If you include some situations where None is implicitly returned, the problem becomes very complex. It will be much simpler if you only capture all explicitly returned values to check if they are Liteval, leaving the rest to the user.

def add(a: int, b: int):
    if a > b:
        raise ValueError("a should be less than b")
    if a == 1:
        return 1
    if b == 2:
        return "2"
    # return a + b

For example, it might return None, but you cannot easily complete this check just by getting the return value; more complex validation is required.

gbaian10 commented 2 weeks ago
import ast
import inspect
from collections.abc import Callable
from typing import Any

def is_literal_return(func: Callable) -> bool:
    """
    Check if the function only returns constant values.

    Args:
        func (Callable): The function to analyze.

    Returns:
        bool: True if all return statements are constant values, False otherwise.
    """
    source = inspect.getsource(func)
    tree = ast.parse(source)
    return all(
        isinstance(node.value, ast.Constant)
        for node in ast.walk(tree)
        if isinstance(node, ast.Return)
    )

def has_explicit_return(func: Callable) -> bool:
    """
    Check if all code paths in the function have an explicit return statement.

    Args:
        func (Callable): The function to analyze.

    Returns:
        bool: True if all paths have explicit return statements, False otherwise.
    """
    source = inspect.getsource(func)
    tree = ast.parse(source)
    function_defs = [
        node for node in ast.walk(tree) if isinstance(node, ast.FunctionDef)
    ]
    if not function_defs:
        return False
    return check_all_paths_return(function_defs[0].body)

def check_all_paths_return(statements: list) -> bool:
    """
    Recursively check if all paths in the given statements have a return statement.

    Args:
        statements (list): A list of AST nodes representing statements.

    Returns:
        bool: True if all paths have return statements, False otherwise.
    """
    has_return = False
    for stmt in statements:
        if isinstance(stmt, ast.Return | ast.Raise):
            has_return = True
        elif isinstance(stmt, ast.If):
            has_return = check_all_paths_return(stmt.body) and check_all_paths_return(
                stmt.orelse
            )
        elif isinstance(stmt, ast.While | ast.For):
            continue
    return has_return

def analyze_function(func: Callable) -> set[Any] | None:
    """
    Analyze the function to determine if it returns a set of constant values.

    Args:
        func (Callable): The function to analyze.

    Returns:
        Optional[Set[Any]]: A set of constant values if the function meets the criteria, None otherwise.
    """
    if not is_literal_return(func) or not has_explicit_return(func):
        return None
    source = inspect.getsource(func)
    tree = ast.parse(source)
    return {node.value.value for node in ast.walk(tree) if isinstance(node, ast.Return)}

# Test examples
def example_func() -> int:
    if True:
        return 42
    return 42

def add(a: int, b: int):
    if a > b:
        raise ValueError("a should be less than b")
    if a == 1:
        return 1
    if b == 2:
        return "2"
    # return a + b

def ok():
    return "ok"

def no_ok():
    while 1 + 1 == 3:
        return 1

def one():
    return 1

# Usage examples
print(analyze_function(example_func))  # {42}
print(analyze_function(add))  # None
print(analyze_function(ok))  # {'ok'}
print(analyze_function(no_ok))  # None
print(analyze_function(one))  # {1}

I used an LLM to generate this code and I'm not sure if it covers all scenarios.

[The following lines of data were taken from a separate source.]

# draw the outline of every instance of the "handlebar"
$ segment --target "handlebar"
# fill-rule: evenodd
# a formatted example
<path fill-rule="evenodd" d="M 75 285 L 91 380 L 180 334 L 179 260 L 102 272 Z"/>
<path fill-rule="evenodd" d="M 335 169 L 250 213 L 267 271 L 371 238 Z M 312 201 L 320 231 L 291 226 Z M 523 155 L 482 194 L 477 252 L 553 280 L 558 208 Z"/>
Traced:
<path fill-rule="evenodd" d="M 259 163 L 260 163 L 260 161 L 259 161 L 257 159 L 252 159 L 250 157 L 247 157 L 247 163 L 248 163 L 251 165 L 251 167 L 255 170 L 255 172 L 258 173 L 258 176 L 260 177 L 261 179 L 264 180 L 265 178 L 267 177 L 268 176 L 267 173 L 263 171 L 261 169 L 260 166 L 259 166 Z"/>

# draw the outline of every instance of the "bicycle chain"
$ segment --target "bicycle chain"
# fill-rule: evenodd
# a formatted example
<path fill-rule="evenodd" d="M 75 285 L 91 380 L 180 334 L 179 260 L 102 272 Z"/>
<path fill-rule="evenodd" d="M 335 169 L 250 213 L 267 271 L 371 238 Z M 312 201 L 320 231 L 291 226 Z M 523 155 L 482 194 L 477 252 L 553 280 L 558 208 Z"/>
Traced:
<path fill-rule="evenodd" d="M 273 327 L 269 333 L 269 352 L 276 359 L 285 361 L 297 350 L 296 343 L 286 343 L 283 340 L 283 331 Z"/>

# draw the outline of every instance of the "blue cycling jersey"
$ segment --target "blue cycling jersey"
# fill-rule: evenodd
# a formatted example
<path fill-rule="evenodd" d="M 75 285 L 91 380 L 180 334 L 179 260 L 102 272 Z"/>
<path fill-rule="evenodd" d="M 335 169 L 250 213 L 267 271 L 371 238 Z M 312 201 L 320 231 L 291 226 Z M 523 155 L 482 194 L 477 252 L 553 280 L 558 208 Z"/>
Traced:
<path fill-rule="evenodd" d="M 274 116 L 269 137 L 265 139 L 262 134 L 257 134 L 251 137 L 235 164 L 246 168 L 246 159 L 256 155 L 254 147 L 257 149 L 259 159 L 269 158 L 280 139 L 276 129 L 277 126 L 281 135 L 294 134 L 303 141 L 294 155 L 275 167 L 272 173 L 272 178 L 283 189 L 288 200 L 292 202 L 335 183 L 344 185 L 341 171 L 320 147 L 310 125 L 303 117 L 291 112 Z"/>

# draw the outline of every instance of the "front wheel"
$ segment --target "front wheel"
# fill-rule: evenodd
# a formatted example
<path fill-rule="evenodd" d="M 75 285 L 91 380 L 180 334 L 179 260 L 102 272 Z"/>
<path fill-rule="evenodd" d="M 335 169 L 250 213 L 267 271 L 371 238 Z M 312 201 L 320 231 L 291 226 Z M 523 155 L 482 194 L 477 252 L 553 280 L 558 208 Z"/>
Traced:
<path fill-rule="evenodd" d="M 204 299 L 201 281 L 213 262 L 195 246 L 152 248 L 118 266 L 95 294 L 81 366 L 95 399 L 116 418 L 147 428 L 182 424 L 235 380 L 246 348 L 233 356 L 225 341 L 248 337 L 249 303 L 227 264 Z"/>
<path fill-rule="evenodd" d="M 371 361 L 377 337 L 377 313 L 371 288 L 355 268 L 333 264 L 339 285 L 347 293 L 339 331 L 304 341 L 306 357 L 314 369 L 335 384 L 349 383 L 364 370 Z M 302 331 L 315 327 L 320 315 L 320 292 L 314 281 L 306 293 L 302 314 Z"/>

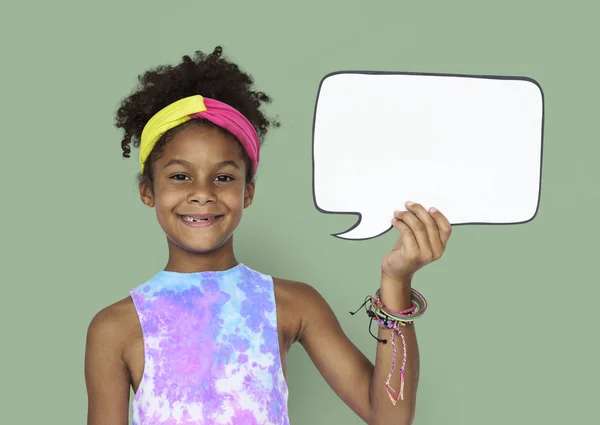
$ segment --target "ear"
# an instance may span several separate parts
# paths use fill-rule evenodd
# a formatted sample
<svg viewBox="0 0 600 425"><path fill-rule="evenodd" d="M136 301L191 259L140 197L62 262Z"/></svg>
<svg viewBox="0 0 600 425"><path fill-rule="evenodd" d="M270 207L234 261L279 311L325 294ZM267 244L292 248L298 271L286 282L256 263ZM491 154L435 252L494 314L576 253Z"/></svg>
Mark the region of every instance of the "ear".
<svg viewBox="0 0 600 425"><path fill-rule="evenodd" d="M252 205L252 201L254 200L254 189L255 182L254 179L249 183L246 183L246 192L244 193L244 208L248 208Z"/></svg>
<svg viewBox="0 0 600 425"><path fill-rule="evenodd" d="M140 183L140 198L142 203L148 205L150 208L154 208L154 195L148 182L143 181Z"/></svg>

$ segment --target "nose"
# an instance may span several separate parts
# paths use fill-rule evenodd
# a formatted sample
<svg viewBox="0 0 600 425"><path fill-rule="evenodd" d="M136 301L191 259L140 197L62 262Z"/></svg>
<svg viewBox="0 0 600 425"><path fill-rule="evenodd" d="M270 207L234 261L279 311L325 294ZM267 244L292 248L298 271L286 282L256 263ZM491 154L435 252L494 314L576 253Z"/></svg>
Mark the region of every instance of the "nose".
<svg viewBox="0 0 600 425"><path fill-rule="evenodd" d="M207 183L196 180L194 184L190 186L187 201L189 203L197 203L201 205L215 202L216 195L212 182Z"/></svg>

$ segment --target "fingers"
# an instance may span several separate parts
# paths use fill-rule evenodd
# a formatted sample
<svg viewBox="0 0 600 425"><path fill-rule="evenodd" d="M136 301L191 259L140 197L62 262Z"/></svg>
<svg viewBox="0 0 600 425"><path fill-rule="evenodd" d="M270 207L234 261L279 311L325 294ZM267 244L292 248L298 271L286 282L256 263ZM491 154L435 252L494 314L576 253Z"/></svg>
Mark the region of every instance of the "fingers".
<svg viewBox="0 0 600 425"><path fill-rule="evenodd" d="M419 245L415 239L415 234L411 228L404 223L402 220L394 218L392 220L392 226L394 226L398 232L400 232L400 240L410 252L419 252Z"/></svg>
<svg viewBox="0 0 600 425"><path fill-rule="evenodd" d="M450 237L450 222L434 208L427 211L422 205L414 203L407 203L407 208L408 211L395 212L394 217L414 234L424 262L439 259Z"/></svg>
<svg viewBox="0 0 600 425"><path fill-rule="evenodd" d="M445 249L448 244L448 239L450 239L450 235L452 234L452 224L450 224L450 221L448 221L446 216L437 209L430 208L429 212L437 223L439 238Z"/></svg>

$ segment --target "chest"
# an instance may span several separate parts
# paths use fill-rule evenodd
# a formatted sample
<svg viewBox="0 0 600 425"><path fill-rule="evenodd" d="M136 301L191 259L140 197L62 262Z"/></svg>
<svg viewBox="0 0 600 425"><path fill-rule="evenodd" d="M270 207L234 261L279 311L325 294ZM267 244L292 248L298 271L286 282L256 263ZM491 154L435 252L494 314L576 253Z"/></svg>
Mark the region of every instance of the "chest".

Since I rarely use AST, I haven't fully reviewed its logic to ensure it's correct.

I expect the following order of rules:

  1. If path_map is included, use the path provided by path_map as a priority.
  2. If path_map is not included, read the return type hint of the path function.
  3. If neither is included, execute AST to check if the return value always returns a Liteval result in all possible cases. If so, use the set or list of that Liteval result.
  4. If it returns None, or if AST checking is disabled, issue a warning indicating that this point will lead to all points.

Three and four are new, but three would be a breaking change, so it's not suitable for a minor release unless the default is set to False.